Alumni IPDN atau STPDN atau IIP (Institut Ilmu Pemerintahan), telah mewarnai pemerintahan mulai tingkat nasional, provinsi, daerah hingga kecamatan. Memang, sekolah itu dibiayai negara untuk mencetak abdi negara seperti yang dicitakan bangsa dan negara.

Di Provinsi Jatim, ada lebih 3 ribu alumni IPDN yang tersebar di pemerintahan provinsi, pemerintah kabupaten/kota hingga kecamatan.

Pejabat alumni IPDN di Pemkab Sumenep belum mendominasi. Baru sekian OPD terisi dari IPDN. Belum separuh.

Alumni IPDN yang tergabung dalam Ikatan Keluarga Alumni Pendidikan Tinggi Kepamongprajaan (IKAPTK) selalu satu suara. Mereka terdokrtrin sejak sekolah kedinasan agar selalu menghormati yang senior. Yang muda juga menjadi perhatian senior.

Loyalitas dan pengetahuan di dunia birokrasi secara formal sudah dimiliki alumni kepamongprajaan. Tapi itu bukan jaminan. Tergantung individunya. Sifat dan keperibadiannya. Ada juga yang belum memenuhi kriteria ideal.

Sama juga dengan label alumni pesantren. Bukan jaminan menjadi sosok yang ‘alim. Bersikap zuhud kesehariannya. Juga tergantung individunya.

Pola kerja setiap OPD di pemerintah juga berbeda. Tergantung tugas dan fungsinya.

Untuk mengetahui kadar kemampuan calon pejabat OPD itu, emang perlu dilakukan assesment. Menguji kadar keahlian dan pengetahuan calon pejabat sesuai kebutuhan OPD.

Maka muncul nilai hasil assesment. Nilai itu menjadi rangking. Hanya pengumunan hasil assesment tak dibocorkan ke publik. Infonya, nama di urutan buncit punya nilai teratas.

Entah, lah.

Yang pasti, Kepala Daerah hasil Pilkada dihadapkan dua misi yang disebutkan di atas.

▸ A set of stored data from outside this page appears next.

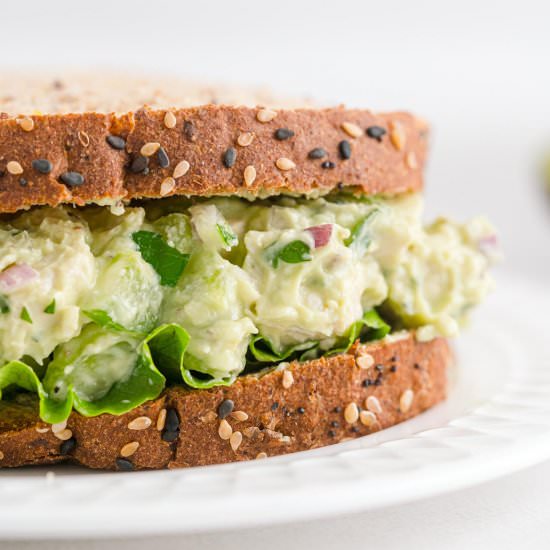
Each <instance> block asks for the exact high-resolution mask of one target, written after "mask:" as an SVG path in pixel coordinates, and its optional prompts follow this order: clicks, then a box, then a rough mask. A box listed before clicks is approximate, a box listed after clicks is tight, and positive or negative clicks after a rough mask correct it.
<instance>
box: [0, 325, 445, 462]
mask: <svg viewBox="0 0 550 550" xmlns="http://www.w3.org/2000/svg"><path fill="white" fill-rule="evenodd" d="M451 357H452V355H451V351H450V348H449V345H448V343H447V342H446V340H444V339H441V338H438V339H435V340H432V341H430V342H418V341H416V339H415V337H414V334H413V333H408V334H407V335H405V336H404V337H402V338H393V339H389V340H388V339H386V340H383V341H380V342H373V343H369V344H359V343H357V344H356V345H354V346H353V347H352V348H351V349H350V351H349V352H348V353H345V354H341V355H337V356H333V357H330V358H321V359H317V360H313V361H308V362H305V363H297V362H293V363H290V364H288V365H281V366H279V368H277V369H276V370H273V371H271V372H269V373H267V374H264V375H263V376H257V375H247V376H243V377H240V378H239V379H238V380H237V381H236V382H235V383H234V384H233V385H232V386H230V387H217V388H212V389H209V390H190V389H187V388H184V387H169V388H168V389H166V390H165V391H164V393H163V394H162V395H161V396H160V397H159V398H157V399H155V400H154V401H149V402H147V403H144V404H143V405H141V406H139V407H137V408H136V409H134V410H132V411H131V412H129V413H126V414H123V415H120V416H113V415H107V414H103V415H100V416H97V417H92V418H87V417H84V416H81V415H79V414H78V413H75V412H73V414H71V416H70V418H69V420H68V421H67V424H66V425H64V424H63V425H49V424H46V423H44V422H42V421H41V420H40V419H39V417H38V413H37V402H36V400H35V399H34V398H32V397H31V396H30V395H25V394H21V395H20V396H19V399H17V400H16V401H2V402H0V467H15V466H22V465H31V464H52V463H56V462H62V461H72V462H76V463H79V464H82V465H84V466H87V467H90V468H101V469H109V470H138V469H145V468H155V469H159V468H181V467H189V466H198V465H206V464H219V463H226V462H233V461H241V460H250V459H255V458H264V457H268V456H274V455H280V454H284V453H292V452H296V451H304V450H307V449H312V448H316V447H322V446H325V445H330V444H333V443H338V442H340V441H343V440H346V439H349V438H355V437H359V436H362V435H367V434H369V433H372V432H375V431H378V430H381V429H384V428H388V427H389V426H393V425H394V424H397V423H399V422H402V421H404V420H407V419H408V418H411V417H413V416H415V415H417V414H419V413H421V412H422V411H424V410H426V409H428V408H429V407H432V406H433V405H435V404H436V403H438V402H440V401H441V400H442V399H444V397H445V392H446V380H447V373H446V371H447V366H448V365H449V363H450V361H451Z"/></svg>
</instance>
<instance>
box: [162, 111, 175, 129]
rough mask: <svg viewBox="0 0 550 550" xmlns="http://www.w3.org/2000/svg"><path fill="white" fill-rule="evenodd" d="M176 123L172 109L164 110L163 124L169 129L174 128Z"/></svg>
mask: <svg viewBox="0 0 550 550" xmlns="http://www.w3.org/2000/svg"><path fill="white" fill-rule="evenodd" d="M176 123H177V120H176V115H174V113H172V111H166V114H165V115H164V126H166V128H168V129H169V130H171V129H172V128H175V126H176Z"/></svg>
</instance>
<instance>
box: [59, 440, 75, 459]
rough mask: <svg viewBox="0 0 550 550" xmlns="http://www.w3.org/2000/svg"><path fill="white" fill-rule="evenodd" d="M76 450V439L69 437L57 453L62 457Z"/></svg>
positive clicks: (63, 442)
mask: <svg viewBox="0 0 550 550" xmlns="http://www.w3.org/2000/svg"><path fill="white" fill-rule="evenodd" d="M75 448H76V439H75V438H74V437H71V438H70V439H67V441H63V443H61V445H60V447H59V452H60V453H61V454H62V455H68V454H69V453H71V452H72V451H74V449H75Z"/></svg>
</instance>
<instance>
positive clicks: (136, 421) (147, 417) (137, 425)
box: [128, 416, 153, 430]
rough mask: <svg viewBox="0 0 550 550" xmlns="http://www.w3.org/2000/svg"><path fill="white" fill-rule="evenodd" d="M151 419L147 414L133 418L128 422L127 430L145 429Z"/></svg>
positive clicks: (143, 429)
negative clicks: (146, 414) (127, 426)
mask: <svg viewBox="0 0 550 550" xmlns="http://www.w3.org/2000/svg"><path fill="white" fill-rule="evenodd" d="M152 423H153V421H152V420H151V419H150V418H149V417H148V416H138V417H137V418H134V420H132V421H131V422H130V423H129V424H128V429H129V430H146V429H147V428H148V427H149V426H150V425H151V424H152Z"/></svg>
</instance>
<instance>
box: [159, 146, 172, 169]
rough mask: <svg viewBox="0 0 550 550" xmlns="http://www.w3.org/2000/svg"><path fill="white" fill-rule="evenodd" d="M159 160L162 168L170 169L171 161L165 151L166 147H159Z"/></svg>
mask: <svg viewBox="0 0 550 550" xmlns="http://www.w3.org/2000/svg"><path fill="white" fill-rule="evenodd" d="M157 159H158V161H159V166H160V167H161V168H168V166H170V159H169V158H168V154H167V153H166V151H165V150H164V147H159V150H158V151H157Z"/></svg>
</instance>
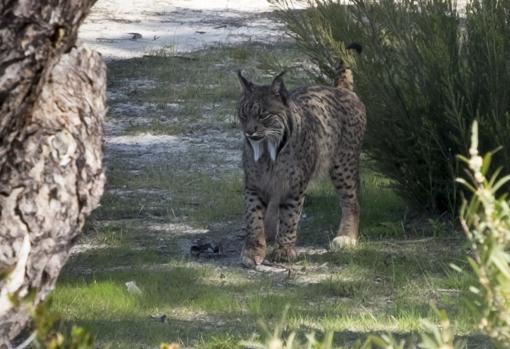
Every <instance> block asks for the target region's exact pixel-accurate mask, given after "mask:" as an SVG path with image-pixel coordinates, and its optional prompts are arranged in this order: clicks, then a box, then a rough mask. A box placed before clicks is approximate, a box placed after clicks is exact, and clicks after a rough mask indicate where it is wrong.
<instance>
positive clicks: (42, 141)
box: [0, 0, 106, 348]
mask: <svg viewBox="0 0 510 349" xmlns="http://www.w3.org/2000/svg"><path fill="white" fill-rule="evenodd" d="M94 1H95V0H82V1H79V0H0V348H3V347H7V346H8V344H9V341H10V340H11V339H12V338H13V337H15V336H16V335H17V334H18V333H19V332H20V330H21V329H22V328H23V327H24V326H25V325H26V324H27V322H28V320H29V315H30V314H29V309H30V307H31V306H34V305H36V304H38V303H39V302H40V301H41V300H43V299H44V297H45V296H46V295H47V294H48V292H49V291H51V289H52V288H53V287H54V285H55V282H56V280H57V277H58V275H59V272H60V270H61V269H62V267H63V265H64V264H65V262H66V260H67V258H68V255H69V250H70V249H71V247H72V245H73V243H74V242H75V241H76V238H77V237H78V235H79V233H80V230H81V228H82V226H83V223H84V220H85V217H86V216H87V215H88V214H90V212H91V211H92V210H93V209H94V208H95V207H96V206H97V205H98V203H99V199H100V197H101V194H102V192H103V185H104V174H103V171H102V136H103V128H102V121H103V117H104V113H105V86H106V67H105V65H104V63H103V61H102V59H101V57H100V55H99V54H97V53H95V52H93V51H90V50H88V49H86V48H82V47H78V48H77V47H75V44H76V37H77V32H78V27H79V25H80V24H81V22H82V21H83V19H84V18H85V16H86V14H87V13H88V11H89V9H90V7H91V6H92V4H93V3H94ZM13 300H16V301H15V302H13ZM18 301H19V302H18Z"/></svg>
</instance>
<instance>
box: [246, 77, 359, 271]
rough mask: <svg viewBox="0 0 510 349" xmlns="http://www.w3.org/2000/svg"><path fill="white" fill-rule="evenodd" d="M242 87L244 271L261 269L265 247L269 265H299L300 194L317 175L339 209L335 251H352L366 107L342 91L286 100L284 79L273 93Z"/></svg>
mask: <svg viewBox="0 0 510 349" xmlns="http://www.w3.org/2000/svg"><path fill="white" fill-rule="evenodd" d="M239 79H240V81H241V84H242V87H243V93H242V96H241V99H240V102H239V109H238V114H239V118H240V124H241V128H242V130H243V132H244V140H245V141H244V149H243V168H244V174H245V201H246V202H245V205H246V213H245V221H246V229H247V237H246V241H245V245H244V248H243V252H242V259H243V263H244V264H246V265H248V266H254V265H257V264H260V263H262V261H263V260H264V258H265V257H266V254H267V253H268V252H267V248H266V247H267V245H268V243H273V249H272V253H271V257H272V259H273V260H275V261H292V260H293V259H294V258H295V257H296V250H295V243H296V239H297V226H298V222H299V218H300V216H301V213H302V211H303V203H304V198H305V195H304V194H305V189H306V187H307V185H308V184H309V183H310V180H311V179H312V178H314V177H316V176H317V175H320V174H321V173H324V174H329V176H330V177H331V179H332V181H333V183H334V185H335V188H336V189H337V191H338V193H339V196H340V202H341V209H342V220H341V223H340V227H339V230H338V236H337V238H335V239H334V241H333V243H332V247H334V248H341V247H343V246H345V245H347V244H354V243H356V241H357V235H358V226H359V214H360V207H359V186H360V184H359V158H360V152H361V143H362V139H363V134H364V132H365V127H366V115H365V107H364V105H363V103H362V102H361V101H360V99H359V98H358V96H357V95H356V94H355V93H354V92H353V91H351V90H350V89H348V88H345V87H343V85H342V84H339V85H338V86H337V87H330V86H311V87H303V88H298V89H296V90H294V91H291V92H288V91H287V89H286V87H285V84H284V82H283V77H282V74H280V75H278V76H277V77H276V78H274V80H273V82H272V84H271V85H257V84H254V83H252V82H250V81H248V80H247V79H246V78H245V77H243V76H242V74H241V72H239Z"/></svg>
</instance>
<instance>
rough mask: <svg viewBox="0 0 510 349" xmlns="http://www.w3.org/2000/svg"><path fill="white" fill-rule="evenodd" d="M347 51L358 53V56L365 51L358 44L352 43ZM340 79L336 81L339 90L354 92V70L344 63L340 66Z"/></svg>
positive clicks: (355, 43)
mask: <svg viewBox="0 0 510 349" xmlns="http://www.w3.org/2000/svg"><path fill="white" fill-rule="evenodd" d="M346 48H347V50H348V51H349V53H351V50H354V51H356V52H357V53H358V54H360V53H361V51H362V50H363V47H362V46H361V45H360V44H358V43H356V42H353V43H350V44H349V45H348V46H347V47H346ZM337 76H338V78H337V79H336V80H335V87H338V88H345V89H348V90H350V91H353V90H354V79H353V77H352V70H351V69H350V68H348V67H346V66H345V64H344V62H343V61H340V64H339V65H338V75H337Z"/></svg>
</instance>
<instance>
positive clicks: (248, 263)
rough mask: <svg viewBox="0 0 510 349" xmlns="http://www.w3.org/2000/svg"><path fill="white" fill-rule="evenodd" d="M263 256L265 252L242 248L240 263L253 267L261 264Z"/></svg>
mask: <svg viewBox="0 0 510 349" xmlns="http://www.w3.org/2000/svg"><path fill="white" fill-rule="evenodd" d="M264 258H265V253H264V252H262V251H256V250H253V249H249V248H246V247H245V248H243V251H242V252H241V264H242V265H243V266H245V267H246V268H255V267H256V266H257V265H260V264H262V262H263V261H264Z"/></svg>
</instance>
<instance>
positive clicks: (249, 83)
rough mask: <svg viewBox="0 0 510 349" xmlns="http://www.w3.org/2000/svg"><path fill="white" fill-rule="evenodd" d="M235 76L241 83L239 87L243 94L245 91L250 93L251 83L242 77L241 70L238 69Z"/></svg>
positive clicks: (244, 78)
mask: <svg viewBox="0 0 510 349" xmlns="http://www.w3.org/2000/svg"><path fill="white" fill-rule="evenodd" d="M237 76H238V77H239V81H240V82H241V85H242V87H243V92H247V91H250V92H251V91H252V90H253V83H252V82H250V81H248V80H247V79H246V78H245V77H244V76H243V73H242V71H241V69H239V70H238V71H237Z"/></svg>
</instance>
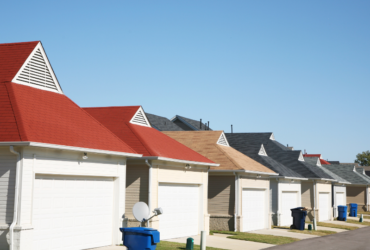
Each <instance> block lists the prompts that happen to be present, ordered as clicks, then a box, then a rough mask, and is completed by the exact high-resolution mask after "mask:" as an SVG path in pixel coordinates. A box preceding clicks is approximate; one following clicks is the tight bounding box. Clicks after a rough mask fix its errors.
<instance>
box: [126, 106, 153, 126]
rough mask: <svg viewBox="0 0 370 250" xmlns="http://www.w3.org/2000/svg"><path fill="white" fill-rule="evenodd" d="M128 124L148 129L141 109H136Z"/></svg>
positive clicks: (145, 116) (144, 116) (147, 123)
mask: <svg viewBox="0 0 370 250" xmlns="http://www.w3.org/2000/svg"><path fill="white" fill-rule="evenodd" d="M130 122H131V123H133V124H136V125H141V126H146V127H150V124H149V121H148V119H147V118H146V115H145V113H144V111H143V109H142V108H141V107H140V108H139V109H138V111H137V112H136V114H135V115H134V117H132V119H131V121H130Z"/></svg>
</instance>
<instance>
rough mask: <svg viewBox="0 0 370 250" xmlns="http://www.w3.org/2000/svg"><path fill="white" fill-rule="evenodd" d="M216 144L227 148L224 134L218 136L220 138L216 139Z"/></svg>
mask: <svg viewBox="0 0 370 250" xmlns="http://www.w3.org/2000/svg"><path fill="white" fill-rule="evenodd" d="M217 144H219V145H224V146H229V143H228V142H227V140H226V137H225V134H224V133H222V134H221V136H220V138H218V141H217Z"/></svg>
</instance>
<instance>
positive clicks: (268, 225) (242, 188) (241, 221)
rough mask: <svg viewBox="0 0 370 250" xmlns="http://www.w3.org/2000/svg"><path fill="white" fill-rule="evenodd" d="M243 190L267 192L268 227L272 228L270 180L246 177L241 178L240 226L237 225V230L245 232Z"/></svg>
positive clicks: (267, 214) (240, 200)
mask: <svg viewBox="0 0 370 250" xmlns="http://www.w3.org/2000/svg"><path fill="white" fill-rule="evenodd" d="M243 189H263V190H265V191H266V193H265V195H266V196H265V203H266V211H265V213H266V218H267V219H266V225H265V226H266V227H265V228H270V227H271V222H270V219H269V216H268V215H269V207H270V199H269V190H270V179H264V178H257V176H256V175H248V176H247V175H245V176H240V178H239V191H238V193H239V195H238V197H239V214H238V217H237V220H238V222H237V223H238V224H237V230H238V231H241V232H242V231H243V223H242V222H243V208H242V192H243Z"/></svg>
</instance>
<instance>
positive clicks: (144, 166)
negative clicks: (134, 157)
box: [125, 162, 149, 219]
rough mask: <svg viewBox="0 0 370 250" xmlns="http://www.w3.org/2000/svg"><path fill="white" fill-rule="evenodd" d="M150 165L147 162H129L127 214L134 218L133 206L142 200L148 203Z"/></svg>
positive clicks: (127, 193) (127, 189)
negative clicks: (145, 164) (137, 202)
mask: <svg viewBox="0 0 370 250" xmlns="http://www.w3.org/2000/svg"><path fill="white" fill-rule="evenodd" d="M148 190H149V167H148V166H147V165H145V164H131V163H130V162H128V164H127V170H126V214H125V216H127V217H128V218H129V219H133V218H134V217H133V215H132V208H133V206H134V205H135V203H137V202H139V201H142V202H145V203H147V204H148Z"/></svg>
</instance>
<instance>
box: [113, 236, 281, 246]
mask: <svg viewBox="0 0 370 250" xmlns="http://www.w3.org/2000/svg"><path fill="white" fill-rule="evenodd" d="M226 236H227V235H226ZM187 238H188V237H183V238H176V239H170V240H166V241H171V242H178V243H186V239H187ZM192 238H193V239H194V244H195V245H200V235H197V236H193V237H192ZM206 241H207V247H215V248H223V249H229V250H241V249H248V250H259V249H265V248H268V247H272V246H274V245H271V244H265V243H259V242H253V241H245V240H234V239H228V238H226V237H225V236H215V235H208V236H207V240H206ZM117 250H118V249H117Z"/></svg>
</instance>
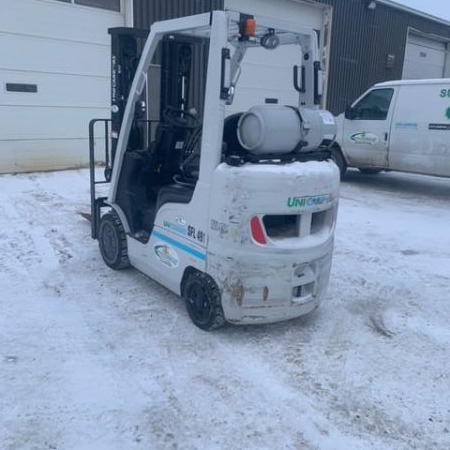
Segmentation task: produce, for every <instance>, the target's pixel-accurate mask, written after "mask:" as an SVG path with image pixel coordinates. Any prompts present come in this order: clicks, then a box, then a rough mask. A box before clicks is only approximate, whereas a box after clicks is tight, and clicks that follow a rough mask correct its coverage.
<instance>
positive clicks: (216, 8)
mask: <svg viewBox="0 0 450 450" xmlns="http://www.w3.org/2000/svg"><path fill="white" fill-rule="evenodd" d="M212 9H213V10H214V9H216V10H217V9H223V0H134V4H133V20H134V26H135V28H143V29H148V28H150V26H151V24H152V23H153V22H156V21H159V20H167V19H174V18H176V17H183V16H190V15H193V14H201V13H204V12H209V11H211V10H212ZM207 52H208V48H207V47H206V46H205V47H204V48H196V49H195V51H194V58H193V69H194V72H193V76H192V77H191V86H190V107H195V108H196V109H197V111H198V112H199V113H200V115H201V114H202V113H203V100H204V90H205V89H204V87H205V86H204V84H205V79H206V61H207ZM154 62H156V63H158V58H157V59H156V61H154Z"/></svg>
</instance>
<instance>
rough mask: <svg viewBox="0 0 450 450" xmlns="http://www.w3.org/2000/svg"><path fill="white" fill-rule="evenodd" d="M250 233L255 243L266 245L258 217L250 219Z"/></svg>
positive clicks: (262, 229)
mask: <svg viewBox="0 0 450 450" xmlns="http://www.w3.org/2000/svg"><path fill="white" fill-rule="evenodd" d="M250 231H251V233H252V238H253V240H254V241H255V242H257V243H258V244H265V243H266V236H265V234H264V231H263V228H262V225H261V221H260V220H259V217H252V219H251V220H250Z"/></svg>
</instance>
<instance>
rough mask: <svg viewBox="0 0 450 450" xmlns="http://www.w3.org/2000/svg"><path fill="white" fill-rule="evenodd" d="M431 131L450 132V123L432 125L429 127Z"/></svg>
mask: <svg viewBox="0 0 450 450" xmlns="http://www.w3.org/2000/svg"><path fill="white" fill-rule="evenodd" d="M428 129H429V130H440V131H447V130H450V123H430V124H429V125H428Z"/></svg>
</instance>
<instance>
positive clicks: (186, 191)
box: [156, 183, 194, 211]
mask: <svg viewBox="0 0 450 450" xmlns="http://www.w3.org/2000/svg"><path fill="white" fill-rule="evenodd" d="M193 194H194V186H189V185H185V184H184V183H183V184H177V183H174V184H168V185H167V186H163V187H162V188H161V189H160V190H159V193H158V200H157V201H156V211H158V210H159V208H161V206H163V205H164V204H165V203H189V202H190V201H191V199H192V195H193Z"/></svg>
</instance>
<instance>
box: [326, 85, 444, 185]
mask: <svg viewBox="0 0 450 450" xmlns="http://www.w3.org/2000/svg"><path fill="white" fill-rule="evenodd" d="M337 124H338V133H337V138H336V142H335V144H334V145H333V148H332V156H333V159H334V161H335V162H336V164H337V165H338V167H339V169H340V171H341V176H342V175H344V173H345V171H346V169H347V167H357V168H358V169H359V170H360V171H361V172H363V173H368V174H374V173H378V172H380V171H382V170H397V171H402V172H413V173H419V174H425V175H437V176H443V177H450V78H446V79H434V80H407V81H406V80H401V81H390V82H385V83H379V84H376V85H375V86H373V87H372V88H371V89H369V90H368V91H367V92H365V93H364V94H363V95H362V96H361V97H360V98H359V99H358V100H356V101H355V102H354V103H353V104H352V105H351V106H348V107H347V108H346V111H345V114H341V115H339V116H338V117H337Z"/></svg>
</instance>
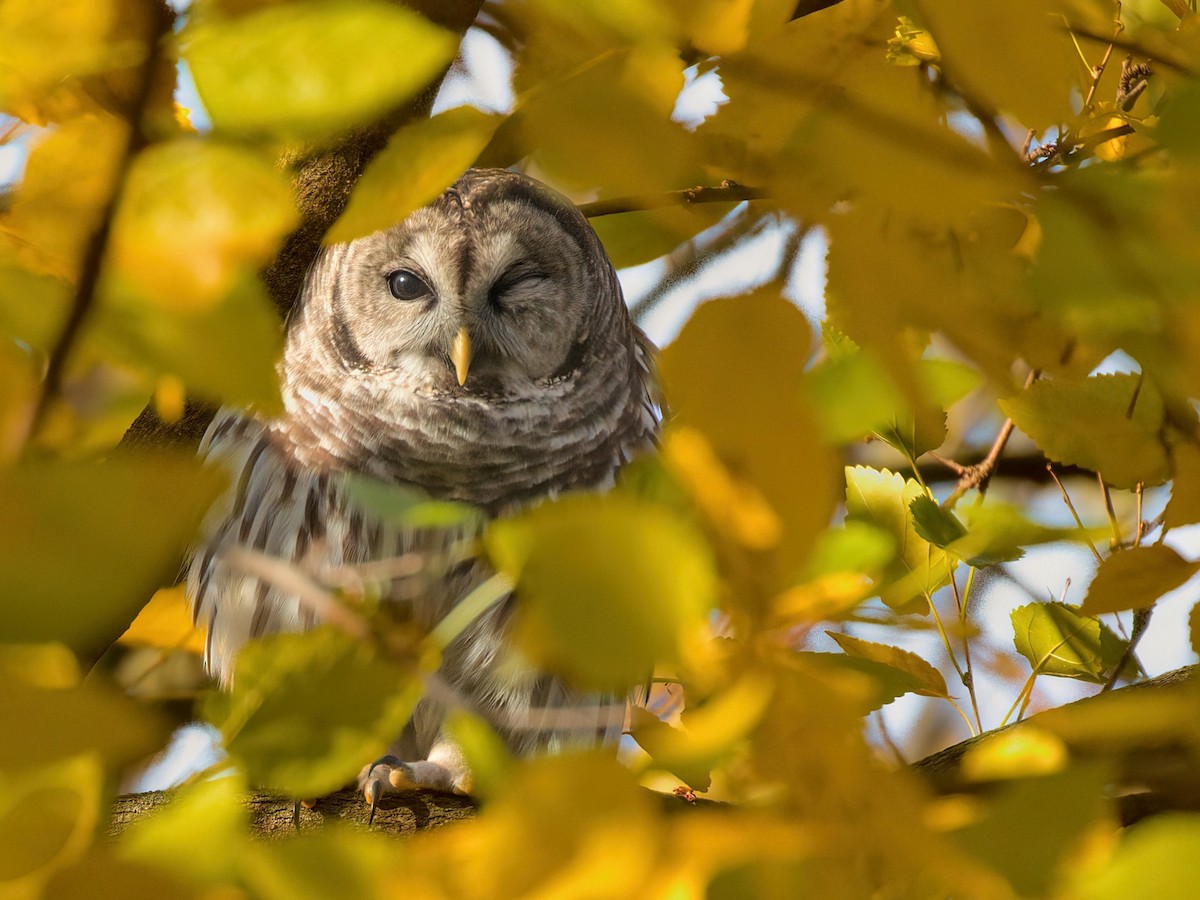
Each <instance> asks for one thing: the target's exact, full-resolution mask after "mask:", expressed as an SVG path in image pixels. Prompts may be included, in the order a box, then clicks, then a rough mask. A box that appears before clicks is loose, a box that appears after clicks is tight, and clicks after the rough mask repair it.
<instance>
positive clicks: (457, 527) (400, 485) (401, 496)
mask: <svg viewBox="0 0 1200 900" xmlns="http://www.w3.org/2000/svg"><path fill="white" fill-rule="evenodd" d="M346 490H347V493H348V494H349V497H350V498H352V499H353V500H354V503H355V504H356V505H359V506H362V509H364V510H365V511H367V512H371V514H372V515H373V516H376V517H377V518H379V520H380V521H383V522H389V523H391V524H397V526H402V527H404V528H446V529H451V528H454V529H462V530H463V532H464V533H469V532H472V530H475V529H476V528H479V527H480V524H481V523H482V520H484V516H482V512H481V511H480V510H479V509H478V508H475V506H472V505H470V504H467V503H456V502H454V500H434V499H433V498H431V497H430V496H428V494H427V493H425V491H422V490H421V488H419V487H414V486H412V485H403V484H388V482H386V481H380V480H379V479H376V478H371V476H368V475H353V474H352V475H349V476H348V478H347V480H346Z"/></svg>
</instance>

Bisa jadi, langkah Bupati Lora Fauzi memberi ruang ke alumni IPDN. Termasuk juga memberi ruang ke pejabat Non IPDN di kepemimpinannya. Agar bisa mewujudkan dua kepentingan seperti disebut di atas.

Barangkali begitu, kata kura-kura dalam perahu.

Bagaimana menurut Anda?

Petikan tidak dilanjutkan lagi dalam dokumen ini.